Skip to main content

Schema Validation

vectlite.schema adds optional typed schemas on top of metadata. It catches malformed writes before they hit the database and persists alongside the .vdb file so the contract is portable.

from vectlite import schema

Defining a schema

s = schema.Schema({
"price": "number",
"title": "string",
"tags": "array<string>",
"author": { # nested object
"name": "string",
"age": "number",
},
}, strict=True) # strict=True rejects unknown top-level fields

Supported types

TypeAccepts
stringstr
numberint or float
integerint
booleanbool
nullNone
anyany value
arrayany list
array<T>list whose elements match T (e.g. array<string>)
objectany dict
{...}nested object with typed fields

Validating manually

s.validate({"price": 9.99, "title": "Hello"})  # OK
s.validate({"price": "free"}) # raises SchemaError

Auto-validating writes

Wrap a database to validate metadata on every write:

validated_db = schema.validated(db, s)
validated_db.upsert("doc1", vector, {"price": 9.99}) # OK
validated_db.upsert("doc2", vector, {"price": "free"}) # raises SchemaError

validated_db exposes the same surface as db; only metadata-bearing writes are intercepted.

Persistence

Schemas live in a .vdb.schema.json sidecar next to the database file:

s.save(db)                  # write the sidecar
loaded = schema.load(db) # read it back

backup() includes the sidecar in its dump; restore() brings it back.

Strict mode

strict=True rejects any top-level field not declared in the schema:

s = schema.Schema({"title": "string"}, strict=True)
s.validate({"title": "ok", "extra": True}) # raises SchemaError: unknown field 'extra'

Without strict, extra fields pass through and the database stores them as-is.

Errors

SchemaError is a subclass of VectLiteError, so catching VectLiteError covers schema failures too.

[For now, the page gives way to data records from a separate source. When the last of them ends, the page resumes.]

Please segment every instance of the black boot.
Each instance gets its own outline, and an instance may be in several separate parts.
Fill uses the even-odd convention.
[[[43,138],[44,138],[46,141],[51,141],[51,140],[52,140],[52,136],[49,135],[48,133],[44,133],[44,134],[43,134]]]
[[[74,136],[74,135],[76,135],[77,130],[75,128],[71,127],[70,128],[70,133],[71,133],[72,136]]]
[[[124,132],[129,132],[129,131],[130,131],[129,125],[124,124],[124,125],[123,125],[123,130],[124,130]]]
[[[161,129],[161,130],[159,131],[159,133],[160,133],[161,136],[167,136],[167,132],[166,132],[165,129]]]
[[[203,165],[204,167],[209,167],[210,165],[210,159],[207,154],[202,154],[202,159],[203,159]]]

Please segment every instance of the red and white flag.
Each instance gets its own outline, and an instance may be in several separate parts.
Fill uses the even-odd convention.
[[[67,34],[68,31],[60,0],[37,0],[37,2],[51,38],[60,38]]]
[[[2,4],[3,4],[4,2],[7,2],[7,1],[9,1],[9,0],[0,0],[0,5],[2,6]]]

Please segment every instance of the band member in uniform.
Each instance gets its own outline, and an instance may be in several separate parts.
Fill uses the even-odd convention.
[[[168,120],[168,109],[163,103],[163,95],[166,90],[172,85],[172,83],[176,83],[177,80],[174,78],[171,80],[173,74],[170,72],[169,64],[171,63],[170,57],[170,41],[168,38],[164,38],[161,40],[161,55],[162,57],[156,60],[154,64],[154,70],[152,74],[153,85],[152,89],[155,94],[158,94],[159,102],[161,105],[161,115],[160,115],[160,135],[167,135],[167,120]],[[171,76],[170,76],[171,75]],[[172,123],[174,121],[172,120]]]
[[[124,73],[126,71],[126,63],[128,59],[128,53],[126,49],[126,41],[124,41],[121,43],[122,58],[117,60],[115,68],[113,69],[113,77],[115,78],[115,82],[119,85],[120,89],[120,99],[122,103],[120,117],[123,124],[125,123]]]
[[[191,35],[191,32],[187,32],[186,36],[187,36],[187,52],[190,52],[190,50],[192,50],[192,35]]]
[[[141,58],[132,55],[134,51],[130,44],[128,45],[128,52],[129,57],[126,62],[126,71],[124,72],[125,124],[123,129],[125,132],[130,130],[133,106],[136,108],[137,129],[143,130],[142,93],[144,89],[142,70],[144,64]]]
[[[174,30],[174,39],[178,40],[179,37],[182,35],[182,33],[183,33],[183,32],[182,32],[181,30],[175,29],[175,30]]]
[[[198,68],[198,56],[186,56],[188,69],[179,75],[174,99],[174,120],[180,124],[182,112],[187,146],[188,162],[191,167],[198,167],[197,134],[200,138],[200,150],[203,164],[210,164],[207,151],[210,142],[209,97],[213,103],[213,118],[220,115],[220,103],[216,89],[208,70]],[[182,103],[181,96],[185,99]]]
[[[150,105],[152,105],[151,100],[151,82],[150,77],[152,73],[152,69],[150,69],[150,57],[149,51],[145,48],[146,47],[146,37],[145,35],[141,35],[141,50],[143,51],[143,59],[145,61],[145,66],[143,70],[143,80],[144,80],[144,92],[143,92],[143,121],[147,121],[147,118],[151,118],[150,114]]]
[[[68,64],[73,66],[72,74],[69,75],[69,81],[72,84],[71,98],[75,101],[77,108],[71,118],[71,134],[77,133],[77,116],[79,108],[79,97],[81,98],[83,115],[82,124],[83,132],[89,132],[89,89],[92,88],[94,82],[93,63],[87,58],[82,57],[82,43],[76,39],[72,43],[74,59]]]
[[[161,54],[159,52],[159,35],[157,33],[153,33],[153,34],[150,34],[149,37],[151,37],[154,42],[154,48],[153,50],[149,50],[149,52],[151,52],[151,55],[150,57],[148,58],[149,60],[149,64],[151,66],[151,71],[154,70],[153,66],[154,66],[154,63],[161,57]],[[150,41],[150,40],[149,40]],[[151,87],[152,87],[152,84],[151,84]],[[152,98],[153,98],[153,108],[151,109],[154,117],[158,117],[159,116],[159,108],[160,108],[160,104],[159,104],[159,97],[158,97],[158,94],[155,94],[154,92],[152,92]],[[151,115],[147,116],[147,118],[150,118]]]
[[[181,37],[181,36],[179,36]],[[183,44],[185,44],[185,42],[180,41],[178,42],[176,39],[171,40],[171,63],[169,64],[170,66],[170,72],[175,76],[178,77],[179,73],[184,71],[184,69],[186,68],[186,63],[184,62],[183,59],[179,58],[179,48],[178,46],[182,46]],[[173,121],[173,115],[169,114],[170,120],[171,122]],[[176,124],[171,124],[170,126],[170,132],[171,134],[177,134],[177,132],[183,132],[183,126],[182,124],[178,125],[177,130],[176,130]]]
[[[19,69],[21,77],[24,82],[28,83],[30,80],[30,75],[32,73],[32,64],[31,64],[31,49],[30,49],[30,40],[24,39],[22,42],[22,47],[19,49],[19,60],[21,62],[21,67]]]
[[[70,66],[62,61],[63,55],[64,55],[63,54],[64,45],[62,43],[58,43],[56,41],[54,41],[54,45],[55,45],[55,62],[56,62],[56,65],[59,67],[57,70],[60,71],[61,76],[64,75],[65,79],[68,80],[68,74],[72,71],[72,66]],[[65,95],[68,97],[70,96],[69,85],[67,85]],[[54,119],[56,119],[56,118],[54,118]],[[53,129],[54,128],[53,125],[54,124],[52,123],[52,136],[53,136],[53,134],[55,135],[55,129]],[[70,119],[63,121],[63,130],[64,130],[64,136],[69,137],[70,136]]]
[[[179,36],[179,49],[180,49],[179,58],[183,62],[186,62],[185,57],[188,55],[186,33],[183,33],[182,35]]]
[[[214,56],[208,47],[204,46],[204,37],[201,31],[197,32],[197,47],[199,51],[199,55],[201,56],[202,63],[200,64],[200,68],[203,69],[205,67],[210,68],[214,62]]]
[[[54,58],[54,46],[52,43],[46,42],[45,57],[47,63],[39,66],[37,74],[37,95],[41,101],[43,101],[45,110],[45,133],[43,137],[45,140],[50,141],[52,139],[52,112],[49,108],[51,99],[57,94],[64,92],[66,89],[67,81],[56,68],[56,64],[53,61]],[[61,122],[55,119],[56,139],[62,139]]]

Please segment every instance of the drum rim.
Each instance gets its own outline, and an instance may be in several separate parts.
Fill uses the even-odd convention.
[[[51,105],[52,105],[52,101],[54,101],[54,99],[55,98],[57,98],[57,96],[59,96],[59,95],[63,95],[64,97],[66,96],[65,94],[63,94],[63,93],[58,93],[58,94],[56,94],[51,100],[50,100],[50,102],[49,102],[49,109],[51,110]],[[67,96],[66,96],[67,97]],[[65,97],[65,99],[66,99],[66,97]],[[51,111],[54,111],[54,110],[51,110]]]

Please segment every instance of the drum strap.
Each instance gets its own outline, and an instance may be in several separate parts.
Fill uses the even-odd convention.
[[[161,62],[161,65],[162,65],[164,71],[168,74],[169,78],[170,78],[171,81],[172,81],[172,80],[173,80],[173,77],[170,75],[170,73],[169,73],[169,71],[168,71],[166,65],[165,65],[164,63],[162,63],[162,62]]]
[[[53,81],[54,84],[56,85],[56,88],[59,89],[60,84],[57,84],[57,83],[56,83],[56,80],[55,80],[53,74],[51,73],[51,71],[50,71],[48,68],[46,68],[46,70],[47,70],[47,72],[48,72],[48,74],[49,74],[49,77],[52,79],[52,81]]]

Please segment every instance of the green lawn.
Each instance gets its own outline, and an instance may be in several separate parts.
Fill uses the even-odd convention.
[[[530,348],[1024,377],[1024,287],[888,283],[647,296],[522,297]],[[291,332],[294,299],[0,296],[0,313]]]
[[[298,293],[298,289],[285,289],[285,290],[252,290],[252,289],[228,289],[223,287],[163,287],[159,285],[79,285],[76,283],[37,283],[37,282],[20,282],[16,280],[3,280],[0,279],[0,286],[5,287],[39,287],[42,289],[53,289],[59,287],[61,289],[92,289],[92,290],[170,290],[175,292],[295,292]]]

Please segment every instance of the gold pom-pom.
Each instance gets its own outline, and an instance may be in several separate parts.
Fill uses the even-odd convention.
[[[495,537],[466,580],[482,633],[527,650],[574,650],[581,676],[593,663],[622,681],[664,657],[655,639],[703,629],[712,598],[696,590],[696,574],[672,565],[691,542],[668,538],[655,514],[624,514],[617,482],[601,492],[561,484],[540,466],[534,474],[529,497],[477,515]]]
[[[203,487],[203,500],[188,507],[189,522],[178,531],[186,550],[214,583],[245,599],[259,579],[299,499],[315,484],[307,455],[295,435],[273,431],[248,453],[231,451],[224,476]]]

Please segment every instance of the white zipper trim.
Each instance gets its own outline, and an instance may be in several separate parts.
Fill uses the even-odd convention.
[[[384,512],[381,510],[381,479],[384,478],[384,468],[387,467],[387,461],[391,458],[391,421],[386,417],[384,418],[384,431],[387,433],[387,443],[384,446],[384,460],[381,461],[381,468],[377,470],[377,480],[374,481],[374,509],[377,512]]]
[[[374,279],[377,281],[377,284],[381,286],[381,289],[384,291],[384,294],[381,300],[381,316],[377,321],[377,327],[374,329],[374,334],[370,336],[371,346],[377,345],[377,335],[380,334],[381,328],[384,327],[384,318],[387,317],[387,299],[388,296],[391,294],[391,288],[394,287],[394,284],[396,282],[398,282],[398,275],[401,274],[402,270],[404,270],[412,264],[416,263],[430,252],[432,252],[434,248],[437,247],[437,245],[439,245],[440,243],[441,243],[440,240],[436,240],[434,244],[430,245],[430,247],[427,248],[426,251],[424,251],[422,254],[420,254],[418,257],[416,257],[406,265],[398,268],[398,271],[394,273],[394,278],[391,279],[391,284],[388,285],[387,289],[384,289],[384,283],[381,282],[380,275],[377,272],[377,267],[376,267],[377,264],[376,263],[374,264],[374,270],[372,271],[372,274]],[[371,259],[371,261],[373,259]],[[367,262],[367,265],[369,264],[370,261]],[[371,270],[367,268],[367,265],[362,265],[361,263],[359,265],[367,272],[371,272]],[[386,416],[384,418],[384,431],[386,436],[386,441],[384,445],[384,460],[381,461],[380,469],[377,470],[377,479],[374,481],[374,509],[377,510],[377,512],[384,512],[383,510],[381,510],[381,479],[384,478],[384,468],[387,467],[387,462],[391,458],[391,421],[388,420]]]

from vectlite import schema, VectLiteError

try:
validated_db.upsert("doc1", vec, {"price": "free"})
except schema.SchemaError as e:
print(f"Schema violation: {e}")
except VectLiteError as e:
print(f"vectlite error: {e}")

When to use schemas

  • Multi-writer setups — different services writing to the same database. The schema is the shared contract.
  • Long-lived datasets — catches drift introduced by code changes months later.
  • User-facing APIs — surface a clean error before the bad data lands on disk.

If you control all writes in one process and trust your own code, schemas are optional.